Anche il porto può diventare altro rispetto a ciò che è stato finora. Costringiamo l’Autorità portuale ad abbandonare il Seno di Levante e riqualifichiamolo, trasformandolo in un lungomare pieno di bar, ristoranti, negozi. Sviluppiamo al suo interno la nautica da diporto. L’Autorità portuale vada via a Costa Morena. E nel medio-lungo periodo bisognerà liberare anche il Seno di Ponente. Del resto, la città non potrà mai diventare turistica se non piace nemmeno ai brindisini.

Parliamo di aperture di attività commerciali mentre Confesercenti denuncia la chiusura di 750 negozi.

Se Confesercenti dice che 750 negozi hanno chiuso nel 2011, parliamo di una crisi strutturale della città. Qui la soluzione non è la riapertura dei corsi, perché 750 negozi chiudono in tutta la città, non solo al centro. Diciamo allora che i due centri commerciali hanno causato un danno enorme. E che il reddito delle famiglie brindisine è troppo basso. Allora diamo un sostegno al reddito, per reinserire queste famiglie nella società civile e dare nuova linfa al commercio. È impossibile trovare nel bilancio comunale 6 milioni di euro per aiutare le famiglie? Io penso di noi. Togliamoli al PalaEventi, che non è certo una priorità per la città. Pensiamo ad altro, al turismo, per esempio...

Come?

Facciamo come hanno fatto a Lecce, investendo con Ryanair sui week-end in città?

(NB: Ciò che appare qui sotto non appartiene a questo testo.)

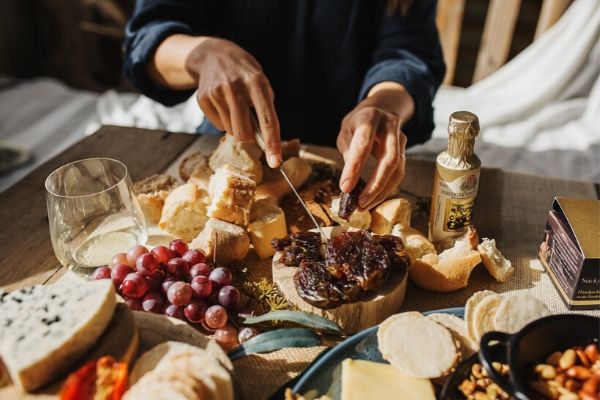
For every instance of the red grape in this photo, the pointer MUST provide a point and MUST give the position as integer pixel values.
(226, 336)
(193, 256)
(134, 285)
(201, 286)
(119, 272)
(167, 284)
(162, 253)
(101, 273)
(215, 317)
(179, 293)
(246, 334)
(178, 267)
(134, 252)
(174, 311)
(200, 269)
(195, 311)
(134, 304)
(119, 258)
(178, 247)
(220, 277)
(146, 264)
(228, 296)
(154, 302)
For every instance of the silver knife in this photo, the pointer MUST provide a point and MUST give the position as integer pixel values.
(261, 143)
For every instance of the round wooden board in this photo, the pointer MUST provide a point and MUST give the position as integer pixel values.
(152, 329)
(351, 317)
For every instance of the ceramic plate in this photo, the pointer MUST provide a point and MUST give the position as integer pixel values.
(324, 376)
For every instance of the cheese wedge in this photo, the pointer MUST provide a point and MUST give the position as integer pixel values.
(45, 329)
(269, 225)
(369, 380)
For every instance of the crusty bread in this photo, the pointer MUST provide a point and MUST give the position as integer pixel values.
(191, 163)
(449, 270)
(389, 213)
(184, 212)
(151, 193)
(274, 184)
(232, 195)
(229, 241)
(497, 265)
(417, 346)
(268, 224)
(245, 156)
(360, 219)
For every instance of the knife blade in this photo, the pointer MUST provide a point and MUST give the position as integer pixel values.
(261, 143)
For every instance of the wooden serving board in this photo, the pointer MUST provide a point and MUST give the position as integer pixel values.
(351, 317)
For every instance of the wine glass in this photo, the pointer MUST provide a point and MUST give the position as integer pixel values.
(93, 213)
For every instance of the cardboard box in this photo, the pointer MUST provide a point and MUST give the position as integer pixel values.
(570, 252)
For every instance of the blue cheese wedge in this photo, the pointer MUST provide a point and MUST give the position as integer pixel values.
(45, 329)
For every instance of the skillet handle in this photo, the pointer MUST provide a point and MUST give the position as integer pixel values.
(486, 357)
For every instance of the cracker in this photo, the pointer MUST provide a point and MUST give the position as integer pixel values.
(517, 311)
(470, 310)
(458, 329)
(485, 312)
(417, 346)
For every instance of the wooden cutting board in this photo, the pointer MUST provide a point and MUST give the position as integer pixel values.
(351, 317)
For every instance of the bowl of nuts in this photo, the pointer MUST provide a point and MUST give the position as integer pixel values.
(555, 357)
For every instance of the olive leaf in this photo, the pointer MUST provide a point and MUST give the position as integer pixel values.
(275, 340)
(299, 317)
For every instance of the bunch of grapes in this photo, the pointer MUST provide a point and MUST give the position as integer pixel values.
(177, 281)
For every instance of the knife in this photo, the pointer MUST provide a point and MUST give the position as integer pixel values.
(261, 143)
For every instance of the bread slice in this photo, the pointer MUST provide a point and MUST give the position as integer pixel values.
(222, 241)
(360, 219)
(46, 329)
(232, 195)
(390, 213)
(151, 193)
(417, 346)
(244, 156)
(191, 163)
(274, 184)
(184, 212)
(497, 265)
(269, 224)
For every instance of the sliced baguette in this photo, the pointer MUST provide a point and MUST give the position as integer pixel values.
(497, 265)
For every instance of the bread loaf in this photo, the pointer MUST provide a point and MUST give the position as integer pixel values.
(244, 156)
(184, 212)
(222, 241)
(232, 195)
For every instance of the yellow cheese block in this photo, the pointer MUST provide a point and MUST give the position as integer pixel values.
(369, 380)
(269, 225)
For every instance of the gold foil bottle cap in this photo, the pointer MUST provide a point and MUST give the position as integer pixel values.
(463, 125)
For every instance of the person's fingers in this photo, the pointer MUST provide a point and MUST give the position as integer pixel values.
(239, 110)
(357, 153)
(260, 94)
(386, 166)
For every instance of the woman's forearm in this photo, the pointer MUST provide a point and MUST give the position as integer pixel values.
(173, 63)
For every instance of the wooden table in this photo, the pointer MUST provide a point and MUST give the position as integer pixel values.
(511, 208)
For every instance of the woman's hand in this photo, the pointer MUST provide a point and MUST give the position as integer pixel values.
(374, 127)
(229, 81)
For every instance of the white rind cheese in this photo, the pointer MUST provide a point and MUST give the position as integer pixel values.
(45, 329)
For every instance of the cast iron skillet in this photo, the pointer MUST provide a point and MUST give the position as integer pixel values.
(531, 345)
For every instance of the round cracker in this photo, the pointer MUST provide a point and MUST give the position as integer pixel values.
(470, 311)
(417, 346)
(485, 312)
(458, 329)
(517, 311)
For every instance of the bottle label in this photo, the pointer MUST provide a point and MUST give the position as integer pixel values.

Lo abbiamo scritto due mesi fa su TuttoBrindisi?

Ma il problema è proprio questo. Sembra che a Brindisi manchi la capacità di elaborare progetti e proposte. Le risorse si trovano. Mettiamo in sinergia aeroporto, teatro, cultura enogastronomica, i castelli, e proponiamo una offerta turistica al passo coi tempi. Si può fare tutto. Basta volerlo fare.